So what about the rest of the year? It was mostly promoting "Whatever Comes" (that's right the band saw this one song as more important than the new album let that speak for itself), that is until December when we got "Angie", an insert song for the new City Hunter movie. TK was instructed to write a film score-esque song to serve as the theme of the movie's newly introduced character Angie. This is why the song is a slow dower symphonic piece with repetitive piano and the same vocal melody repeated over with weird lyrics in the second half of the song. As a single this is absolutely weak, forgettable and very un-TM Network, but as a film score type of song it makes sense. I don't want to be too harsh on it for that reason, so I'll hold back any harsh criticism until after I eventually see the new City Hunter movie. Though if you ask me, releasing this song as a single and not a B-side to the full "Whatever Comes" film tie in EP that came out in the winter was a mistake.

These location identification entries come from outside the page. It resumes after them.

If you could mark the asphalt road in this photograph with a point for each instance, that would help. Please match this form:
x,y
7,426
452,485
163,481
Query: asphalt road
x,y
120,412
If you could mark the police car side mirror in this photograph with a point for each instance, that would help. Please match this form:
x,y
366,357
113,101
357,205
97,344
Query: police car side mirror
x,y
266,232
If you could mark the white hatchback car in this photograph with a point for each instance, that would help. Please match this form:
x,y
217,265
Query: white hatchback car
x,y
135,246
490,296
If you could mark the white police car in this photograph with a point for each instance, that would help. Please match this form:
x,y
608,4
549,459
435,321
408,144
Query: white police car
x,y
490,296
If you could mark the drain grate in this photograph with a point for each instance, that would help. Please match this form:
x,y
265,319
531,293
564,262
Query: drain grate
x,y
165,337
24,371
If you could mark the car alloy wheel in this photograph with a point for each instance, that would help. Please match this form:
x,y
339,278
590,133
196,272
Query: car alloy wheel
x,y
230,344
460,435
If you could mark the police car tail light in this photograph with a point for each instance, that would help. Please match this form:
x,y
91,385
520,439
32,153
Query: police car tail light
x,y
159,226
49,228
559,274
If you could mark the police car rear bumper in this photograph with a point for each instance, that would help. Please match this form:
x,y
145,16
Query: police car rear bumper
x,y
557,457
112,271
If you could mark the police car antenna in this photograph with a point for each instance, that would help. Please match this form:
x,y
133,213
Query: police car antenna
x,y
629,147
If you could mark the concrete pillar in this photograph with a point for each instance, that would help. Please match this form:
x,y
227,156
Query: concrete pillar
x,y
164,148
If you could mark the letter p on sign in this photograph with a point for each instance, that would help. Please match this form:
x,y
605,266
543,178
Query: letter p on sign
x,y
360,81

So how was this year? Not the comeback year I was hoping, in fact "Whatever Comes" kind of saved them this year. Without that song I would have considered this year a bum year for the band, but overall with everything that they did this year, I am surprised it was so good for them. The album seemed to do well enough, and "Whatever Comes" is a great song garnering them a lot of attention. With any luck they'll use this momentum to give us a good album next year or at least something worthwhile to look forward to next year, as "Whatever Comes" is proof this band has still got it.